Andrea
Andrea

Reputation: 125

How generate multiple random distribution from a vector of mean and st.dev in octave/matlab?

So I have a vector V of values with dimension [5,1]. For each value in this vector V[i] I would like to generate let's say 5 numbers normally distributed with mean V[i] and a fixed st deviation. So in the end I will have a matrix [5,5] which on the i-row has 5 values normally distributed with mean V[i]. How can i do this with octave/matlab without using for loop ? Practically I would like to pass to the normrnd function a vector of means V and get a set of n normally distributed number for each mean in the vector V.

Upvotes: 2

Views: 1094

Answers (1)

Luis Mendo
Luis Mendo

Reputation: 112749

Using normrnd with array input

You can turn the vector of means into a matrix and pass it to normrnd. This works because, as explained in normrnd's documentation,

r = normrnd(mu,sigma) [...]

To generate random numbers from multiple distributions, specify mu and sigma using arrays. If both mu and sigma are arrays, then the array sizes must be the same. If either mu or sigma is a scalar, then normrnd expands the scalar argument into a constant array of the same size as the other argument.
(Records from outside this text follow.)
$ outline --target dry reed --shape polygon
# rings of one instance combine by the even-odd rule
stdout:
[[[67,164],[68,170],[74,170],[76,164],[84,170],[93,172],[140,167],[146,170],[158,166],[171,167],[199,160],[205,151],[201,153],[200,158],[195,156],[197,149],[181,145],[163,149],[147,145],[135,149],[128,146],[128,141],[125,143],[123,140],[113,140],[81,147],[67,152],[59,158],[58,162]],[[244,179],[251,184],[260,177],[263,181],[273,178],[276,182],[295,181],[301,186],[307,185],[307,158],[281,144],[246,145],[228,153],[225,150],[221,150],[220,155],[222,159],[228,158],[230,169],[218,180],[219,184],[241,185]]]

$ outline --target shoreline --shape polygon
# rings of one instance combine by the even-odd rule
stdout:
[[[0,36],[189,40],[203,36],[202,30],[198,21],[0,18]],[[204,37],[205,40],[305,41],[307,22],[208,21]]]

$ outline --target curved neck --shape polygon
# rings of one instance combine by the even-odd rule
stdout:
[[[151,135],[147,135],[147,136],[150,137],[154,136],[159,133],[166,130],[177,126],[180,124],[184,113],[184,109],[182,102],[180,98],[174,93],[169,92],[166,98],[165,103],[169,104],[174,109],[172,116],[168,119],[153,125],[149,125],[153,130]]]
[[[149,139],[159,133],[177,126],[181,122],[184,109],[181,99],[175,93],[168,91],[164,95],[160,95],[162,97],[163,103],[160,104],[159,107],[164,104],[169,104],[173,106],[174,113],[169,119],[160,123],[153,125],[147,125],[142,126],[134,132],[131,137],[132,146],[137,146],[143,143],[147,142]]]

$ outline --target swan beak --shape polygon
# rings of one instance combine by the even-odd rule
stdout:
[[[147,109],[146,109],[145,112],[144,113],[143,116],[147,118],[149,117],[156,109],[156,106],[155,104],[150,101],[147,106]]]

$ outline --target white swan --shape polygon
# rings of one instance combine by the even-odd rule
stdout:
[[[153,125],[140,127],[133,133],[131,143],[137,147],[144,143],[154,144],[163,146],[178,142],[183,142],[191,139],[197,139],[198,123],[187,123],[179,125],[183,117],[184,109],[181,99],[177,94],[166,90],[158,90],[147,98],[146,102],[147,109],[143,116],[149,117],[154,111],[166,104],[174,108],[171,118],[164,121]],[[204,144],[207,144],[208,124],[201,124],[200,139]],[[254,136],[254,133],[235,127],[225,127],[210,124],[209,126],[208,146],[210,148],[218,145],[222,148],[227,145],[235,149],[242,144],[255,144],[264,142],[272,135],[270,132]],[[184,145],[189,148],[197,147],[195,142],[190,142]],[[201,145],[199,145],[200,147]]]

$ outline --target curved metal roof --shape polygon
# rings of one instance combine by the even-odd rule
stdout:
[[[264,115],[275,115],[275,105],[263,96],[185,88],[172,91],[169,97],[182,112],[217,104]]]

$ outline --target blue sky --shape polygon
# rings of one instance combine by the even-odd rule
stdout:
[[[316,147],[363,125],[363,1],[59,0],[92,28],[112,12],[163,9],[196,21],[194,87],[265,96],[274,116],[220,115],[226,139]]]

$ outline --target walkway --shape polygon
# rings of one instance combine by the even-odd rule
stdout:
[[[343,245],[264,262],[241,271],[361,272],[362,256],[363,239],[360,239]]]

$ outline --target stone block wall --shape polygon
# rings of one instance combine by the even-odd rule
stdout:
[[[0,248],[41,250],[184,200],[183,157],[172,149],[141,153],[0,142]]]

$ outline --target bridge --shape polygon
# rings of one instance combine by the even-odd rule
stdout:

Each element in r is the random number generated from the distribution specified by the corresponding elements in mu and sigma.

Example:

mu = [30; 15; 7; -60; 0]; % vector of means
std = 2;                  % common standard deviation
N = 4;                    % number of samples for each mean
result = normrnd(repmat(mu(:), 1, N), std);

Using randn with implicit expansion

You can generate a matrix with samples from a standard Gaussian distribution, mutiply by the desired standard deviation, and add the desired mean to each row:

result = mu(:) + std*randn(numel(mu), N);

This works because

  • changing the standard deviation of a zero-mean Gausian distribution is equivalent to scaling;
  • changing the mean of a Gaussian distribution is equivalent to shifting.

The shifting is done using implicit expansion. This approach avoids building the intermediate matrix of repeated means from the previous approach, and calls randn instead of normrnd, so it may be more efficient.